Quanteninformation in Fermionen speichern und verarbeiten
Ein fermionischer Quantenprozessor besteht aus einem fermionischen Register und einer Abfolge von fermionischen Quantengattern. „Das Register besteht aus einer Reihe von fermionischen Zuständen, die entweder leer oder von einem einzelnen Fermion besetzt sein können, und diese beiden Zustände bilden die lokale Einheit der Quanteninformation“, erläutert Daniel Gonzalez Cuadra. „Der Zustand des Systems, das wir simulieren wollen, z. B. ein aus vielen Elektronen bestehendes Molekül, wird im Allgemeinen eine Überlagerung vieler Besetzungsmuster sein, die direkt in dieses Register kodiert werden können.“ Diese Informationen werden dann in einem fermionischen Quantenschaltkreis verarbeitet, der beispielsweise die zeitliche Entwicklung eines Moleküls simulieren soll. Jede solche Operation kann in eine Folge von nur zwei Arten von fermionischen Gattern zerlegt werden, einem Tunnelgatter und einem Wechselwirkungsgatter.
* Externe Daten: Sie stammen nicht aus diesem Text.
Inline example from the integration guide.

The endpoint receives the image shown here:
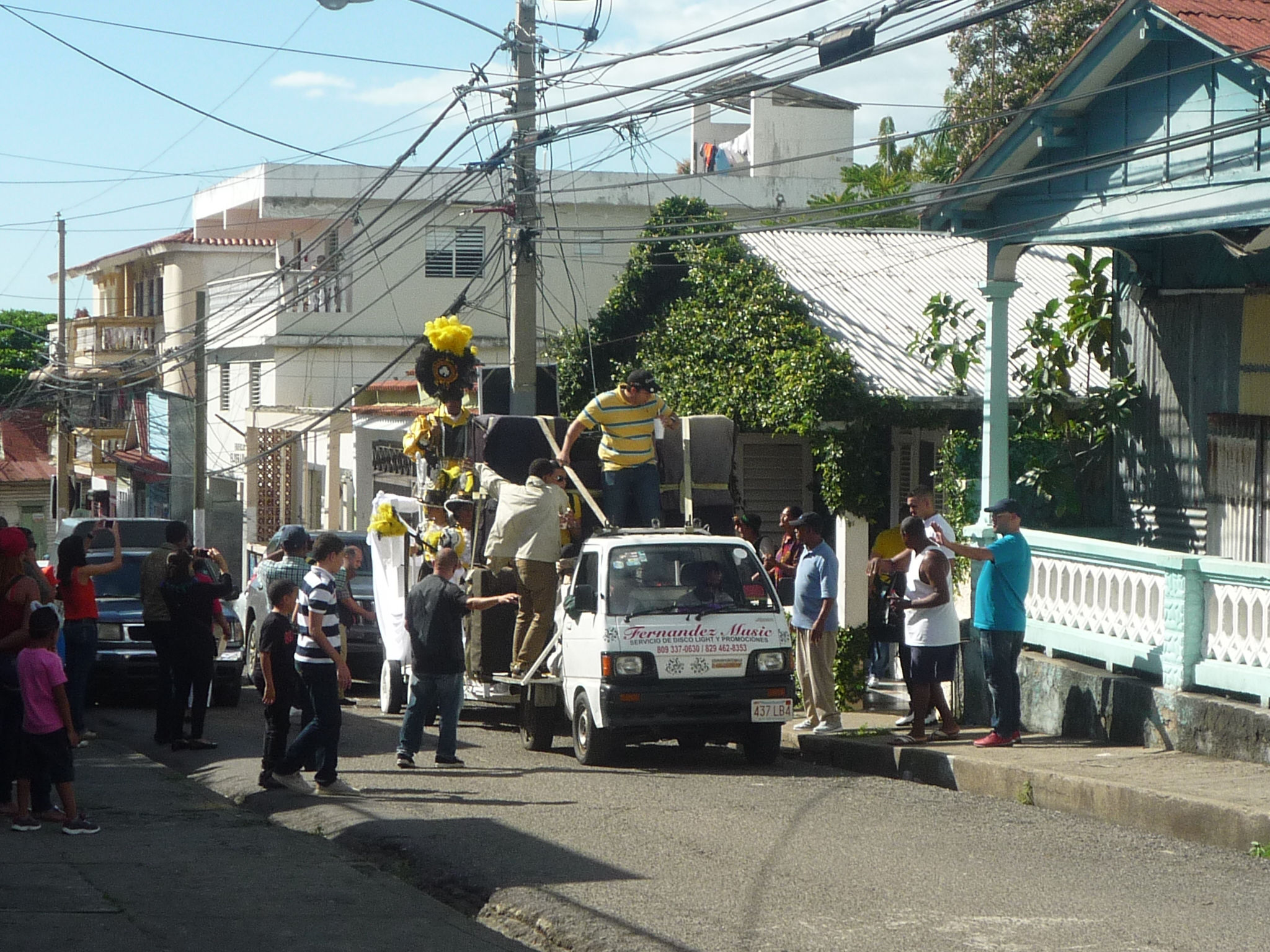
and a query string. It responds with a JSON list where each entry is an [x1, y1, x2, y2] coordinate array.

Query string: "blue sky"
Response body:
[[0, 0, 951, 319]]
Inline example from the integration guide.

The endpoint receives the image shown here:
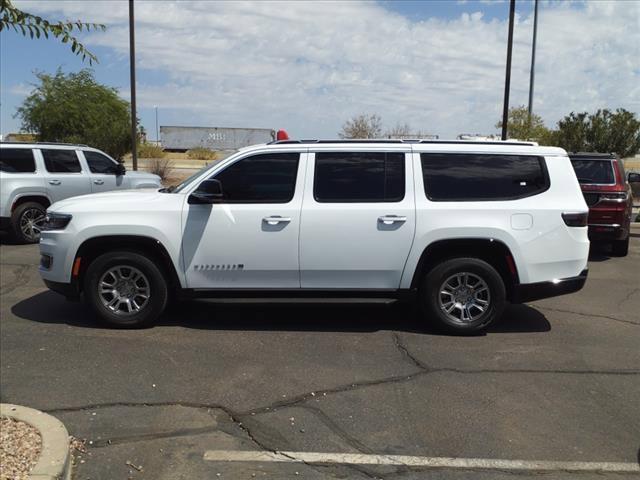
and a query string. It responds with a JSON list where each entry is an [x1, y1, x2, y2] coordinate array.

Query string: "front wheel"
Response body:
[[84, 251, 168, 328], [420, 258, 506, 335], [11, 202, 47, 243]]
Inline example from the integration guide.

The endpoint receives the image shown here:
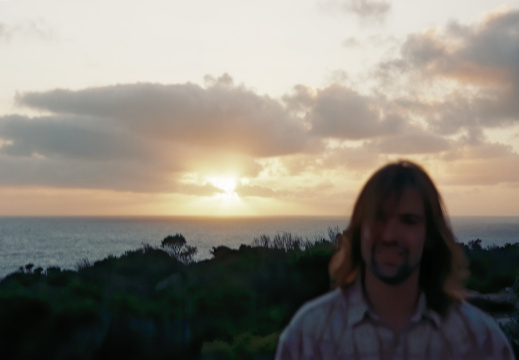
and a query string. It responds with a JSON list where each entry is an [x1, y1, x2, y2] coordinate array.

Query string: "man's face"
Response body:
[[361, 187, 426, 285]]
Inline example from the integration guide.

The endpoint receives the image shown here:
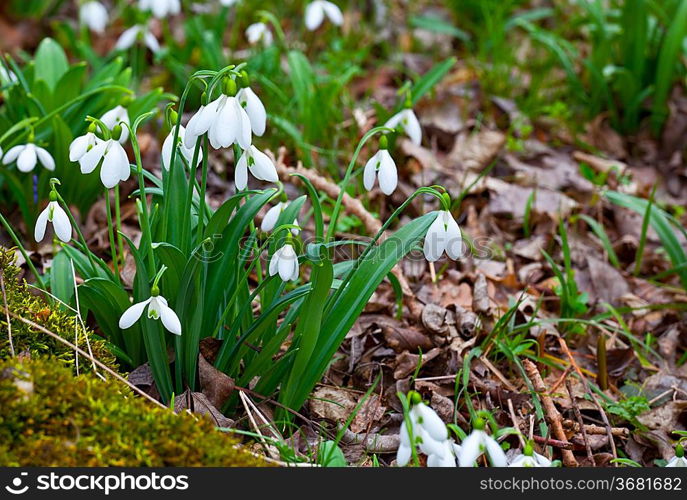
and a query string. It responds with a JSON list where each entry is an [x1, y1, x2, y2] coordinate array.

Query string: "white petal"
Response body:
[[17, 144, 37, 172], [33, 204, 50, 242], [36, 146, 55, 170], [305, 0, 324, 31], [119, 297, 152, 330], [377, 149, 398, 196], [0, 146, 26, 165], [322, 1, 343, 26]]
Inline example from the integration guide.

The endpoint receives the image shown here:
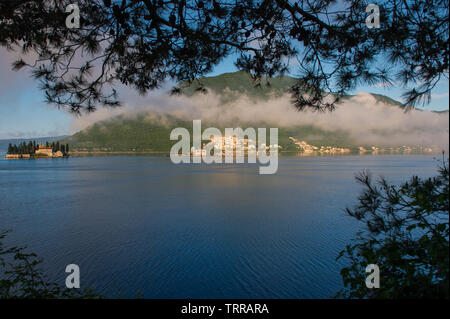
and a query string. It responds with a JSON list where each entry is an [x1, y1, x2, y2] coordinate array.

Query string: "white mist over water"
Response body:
[[72, 91, 449, 151]]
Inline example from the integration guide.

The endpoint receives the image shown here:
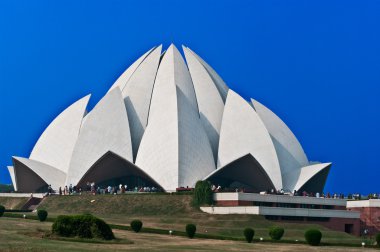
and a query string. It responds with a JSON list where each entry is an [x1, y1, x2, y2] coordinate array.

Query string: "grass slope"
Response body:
[[0, 197, 29, 209], [0, 217, 376, 252], [35, 194, 361, 243]]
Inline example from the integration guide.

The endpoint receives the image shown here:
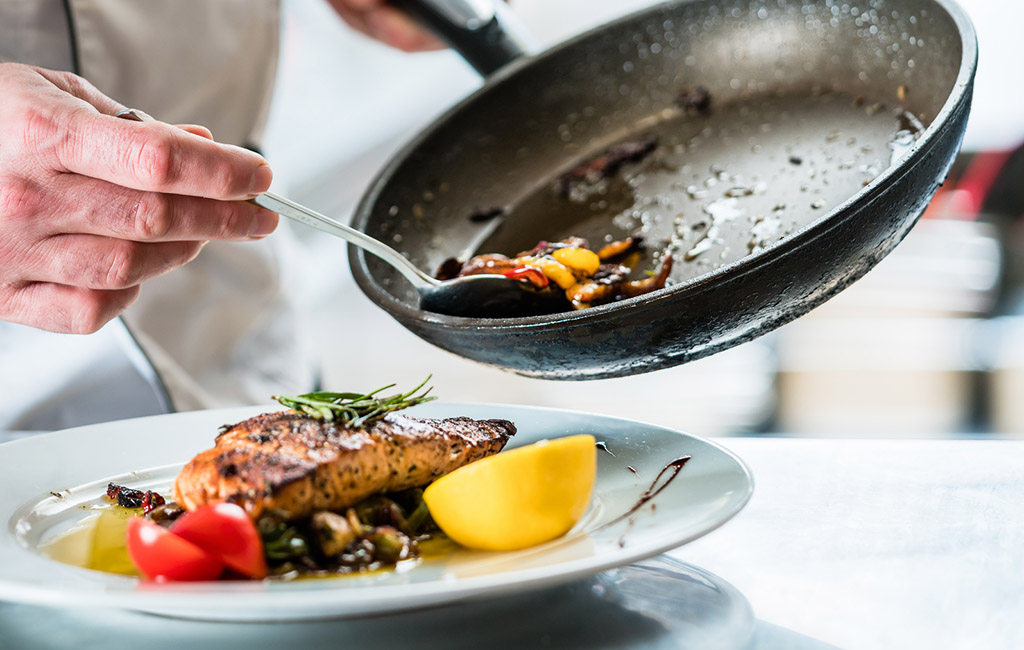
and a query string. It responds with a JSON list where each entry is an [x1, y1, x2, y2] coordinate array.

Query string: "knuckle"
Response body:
[[0, 178, 40, 219], [213, 203, 249, 240], [128, 192, 172, 242], [210, 161, 245, 197], [17, 104, 60, 151], [128, 129, 175, 189], [69, 287, 138, 334], [93, 242, 144, 289]]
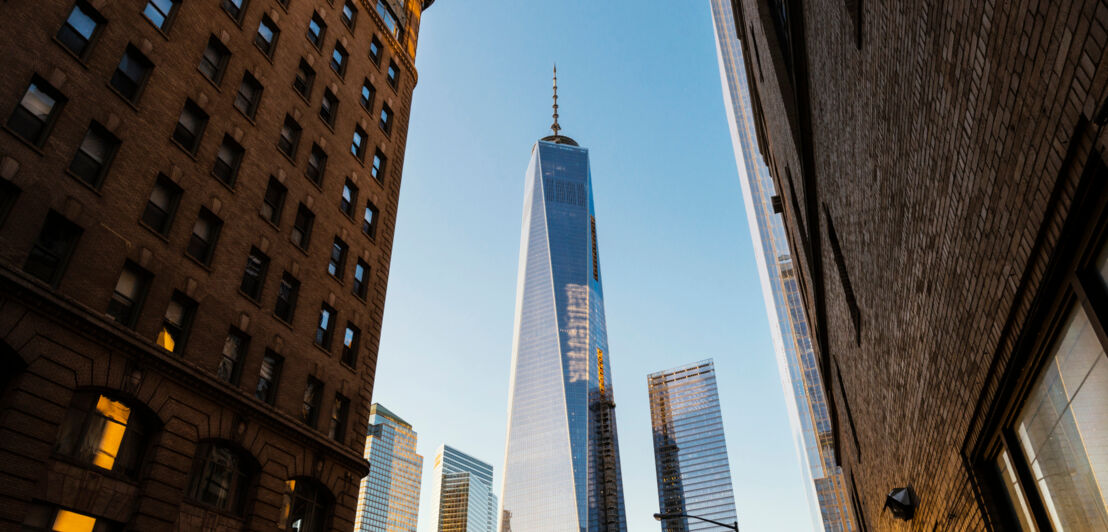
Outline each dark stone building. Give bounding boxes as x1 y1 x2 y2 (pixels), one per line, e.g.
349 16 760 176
0 0 433 531
733 0 1108 531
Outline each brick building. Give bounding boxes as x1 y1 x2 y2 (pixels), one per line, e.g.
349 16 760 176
0 0 433 531
732 0 1108 531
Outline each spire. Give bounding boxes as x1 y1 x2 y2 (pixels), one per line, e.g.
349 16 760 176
551 63 562 136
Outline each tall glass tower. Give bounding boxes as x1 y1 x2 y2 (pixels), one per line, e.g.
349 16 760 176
431 444 497 532
646 359 736 532
500 71 627 532
353 402 423 532
710 0 856 532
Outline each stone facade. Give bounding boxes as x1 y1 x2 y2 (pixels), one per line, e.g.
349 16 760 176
732 0 1108 531
0 0 432 531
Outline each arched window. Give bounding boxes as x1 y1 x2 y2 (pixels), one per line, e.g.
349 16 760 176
188 441 258 514
54 391 154 478
280 477 332 532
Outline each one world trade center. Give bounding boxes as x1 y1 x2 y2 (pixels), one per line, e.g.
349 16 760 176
500 71 627 532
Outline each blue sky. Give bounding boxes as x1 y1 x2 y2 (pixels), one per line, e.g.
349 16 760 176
373 0 811 532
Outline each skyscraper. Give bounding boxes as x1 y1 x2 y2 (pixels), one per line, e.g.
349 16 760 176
711 0 855 532
355 402 423 532
646 359 737 532
500 70 627 532
431 444 496 532
0 0 432 532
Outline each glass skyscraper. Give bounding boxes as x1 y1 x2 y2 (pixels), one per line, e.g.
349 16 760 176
355 403 423 532
710 0 856 531
431 444 496 532
646 359 737 532
500 79 627 532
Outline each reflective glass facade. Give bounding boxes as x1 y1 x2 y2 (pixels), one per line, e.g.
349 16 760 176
355 403 423 532
500 137 626 532
646 360 737 532
710 0 856 531
431 444 496 532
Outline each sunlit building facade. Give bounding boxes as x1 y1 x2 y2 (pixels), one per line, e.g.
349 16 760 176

Die Forscher schlagen vor, fermionische Atome in einer Anordnung optischer Pinzetten einzufangen. Das sind hochfokussierte Laserstrahlen, die Atome mit hoher Präzision halten und bewegen können. „Die benötigten fermionischen Quantengatter können auf dieser Plattform einfach implementiert werden: Tunnelgatter durch die Kontrolle des Tunnelns eines Atoms zwischen zwei optischen Pinzetten, Wechselwirkungsgatter, indem die Atome zunächst zu Rydberg-Zuständen angeregt werden, die ein starkes Dipolmoment haben“, sagt Gonzalez Cuadra.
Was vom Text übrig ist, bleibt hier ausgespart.